Joel, 9 anos, tem na ‘t-shirt’ a mesma
foto do bisavô, Evaristo Madeira, que está colocada numa das campas onde jazem,
em Aileu, 12 portugueses e timorenses mortos na 2ª Guerra Mundial
De
cabelo comprido ligeiramente encaracolado, mochila pelas costas, mostra o mesmo
olhar intenso de Evaristo José Madeira, o bisavô que morreu aos 32 anos, às
mãos das colunas negras das forças japonesas.
Evaristo
Madeira, nasceu a 14 de agosto de 1910 e morreu a 01 de outubro de 1942, lê-se
na placa simples, preta e cinzenta, a mesma cor da foto onde o primeiro cabo
aparece de boné militar, com um bigode preto e fino a decorar-lhe o rosto sério.
As
campas – são 10, mas têm 12 corpos, entre eles três timorenses não
identificados – são o coração do monumento “Aos Massacrados de Aileu – 1942”,
cuja obra de recuperação, trabalho de militares timorenses e portugueses, foi ontem
apresentada.
Depois
da parte oficiosa, a entrada no perímetro do monumento das famílias dos homens
e mulheres ali enterrados, foi a mais solene.
Joel
entrou no monumento em formato de tranqueira, de mãos dadas com a avó, Teresa
Madeira, hoje com 84 anos, sogra do ex-primeiro-ministro timorense Rui Maria de
Araújo.
“Estou
muito agradecida por arranjarem tudo isto. Isto estava tudo muito sujo”, disse
à Lusa.
Praticamente
com a idade do neto, a 01 de outubro de 1942 testemunhou, sem compreender o
massacre que aqui é ali recordado.
“Tinha
seis ou sete anos. Era muito pequenina. Chamaram-nos para fora, numa dessas
casas, que já nem sei bem onde é. Chamaram-nos todos fora, ficámos sentado num
corredor e mataram o João Florindo e o Alves Meira à nossa frente”, recordou.
“Morreu
muita gente. Aqui enterrado está o meu pai, Evaristo”, explicou.
Numa
campa quase ao lado, cenas idênticas: Alice Florindo e o irmão mais velho, João
Florindo, os dois octogenários evocaram a memória do pai junto ao seu túmulo.
Alice
beijou a mão e levou o beijo na mão até à foto da campa. Depois ajudou a levar
a mão do irmão, com dificuldades de visão, a cumprimentar do mesmo modo a memória
do pai.
Com
uma área total de quase 3000 metros quadrados, o monumento foi construído em
1947 aproveitando o amuralhado e pórtico da antiga tranqueira, residência do
comandante.
Quem
ali está enterrado morreu na madrugada de 01 de outubro de 1942 pelas Colunas
Negras durante a invasão japonesa de Timor-Leste que ocorreu depois de soldados
australianos e holandeses terem ocupado a ilha, violando a neutralidade de
Timor-Leste.
Estão
sepultados no local um capitão de infantaria, quatro cabos, três soldados
timorenses e quatro civis.
Promotor
da iniciativa de recuperação, a par do seu homólogo timorense, o chefe do
Estado-maior General das Forças Armadas portuguesas, almirante António Silva
Ribeiro disse que a obra representa “cumprir um dever fundamental (…) de honrar
e respeitaram aqueles que fizeram o sacrifico supremo, dando a sua vida pelo
ideal da liberdade do território onde viviam e da bandeira que juraram
defender”.
Na
cerimónia, recordou a “grande violência e o grande número de atacantes que não
permitiram aos militares portugueses garantirem a defesa dos habitantes locais”

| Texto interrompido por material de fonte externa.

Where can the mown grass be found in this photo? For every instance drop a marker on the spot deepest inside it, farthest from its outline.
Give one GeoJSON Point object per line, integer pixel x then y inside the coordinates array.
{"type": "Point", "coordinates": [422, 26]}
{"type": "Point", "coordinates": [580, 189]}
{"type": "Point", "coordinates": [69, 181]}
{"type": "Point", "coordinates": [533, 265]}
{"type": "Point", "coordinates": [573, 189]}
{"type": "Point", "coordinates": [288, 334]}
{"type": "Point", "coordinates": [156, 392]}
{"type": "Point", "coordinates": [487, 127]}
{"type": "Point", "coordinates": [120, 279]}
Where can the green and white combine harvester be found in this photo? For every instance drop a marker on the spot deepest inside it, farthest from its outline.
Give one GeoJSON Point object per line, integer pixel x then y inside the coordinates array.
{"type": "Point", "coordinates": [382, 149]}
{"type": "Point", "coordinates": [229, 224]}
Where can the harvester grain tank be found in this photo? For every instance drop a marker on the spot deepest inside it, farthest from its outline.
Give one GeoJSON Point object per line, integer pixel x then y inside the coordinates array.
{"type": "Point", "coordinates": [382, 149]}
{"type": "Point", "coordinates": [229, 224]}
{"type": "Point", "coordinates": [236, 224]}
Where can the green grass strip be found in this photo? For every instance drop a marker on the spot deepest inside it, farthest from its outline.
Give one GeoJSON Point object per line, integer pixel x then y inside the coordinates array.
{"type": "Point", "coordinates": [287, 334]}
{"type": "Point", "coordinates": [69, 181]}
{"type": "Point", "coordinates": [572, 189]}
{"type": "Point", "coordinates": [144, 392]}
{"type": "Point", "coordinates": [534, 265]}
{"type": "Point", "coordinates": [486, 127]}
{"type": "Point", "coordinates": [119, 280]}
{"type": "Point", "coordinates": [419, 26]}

e que apesar dos gestos heroicos não sobreviveram “aquela fatídica noite”.
Na
sua primeira visita a Timor-Leste, Joaquim Chito Rodrigues, presidente da Liga
dos Combatentes, recordou a ligação antiga a Timor-Leste, desde as menções ao
Tata Mailau e ao Ramelau, nos seus livros da escola primária, à veneração à
bandeira portuguesa, mensagens “recebidas e jamais esquecidas”.
“Vivi
sempre os assuntos de Timor sem nunca cá ter estado”, disse, recordando o
“sentimento nacional” dos portugueses, em apoio a Timor-Leste, durante a luta
pela independência.
“Aqui
se mistura o sangue português e o sangue timorense. Aqui homenageamos e
aprofundamos a amizade entre dois povos”, afirmou, mostrando-se disponível para
apoiar a recuperação de outros monumentos.
Um
por um, leu o nome dos “massacrados de Aileu”, declarando a cada nome a palavra
“presente”.
O
comandante das Forças de Defesa de Timor-Leste (F-FDTL), Lera Anan Timur,
aproveitou o momento para saudar “os laços de amizade e solidariedade
construídos e consolidados em momentos difíceis da história recente de Timor” e
que “vão para lá das simples relações institucionais”.
E
depois deixou recados: há que recuperar os edifícios e locais históricos do
país, homenageando o que representam, mas ao mesmo tempo ecoando como “memórias
do passado”.
“Servem
para mostra às gerações futuras o sacrifício de tantos que deram a sua própria
vida na defesa da sua terra, da sua pátria, de valores que consideravam
fundamentais”, disse. In “Sapo Timor-Leste” com “Lusa”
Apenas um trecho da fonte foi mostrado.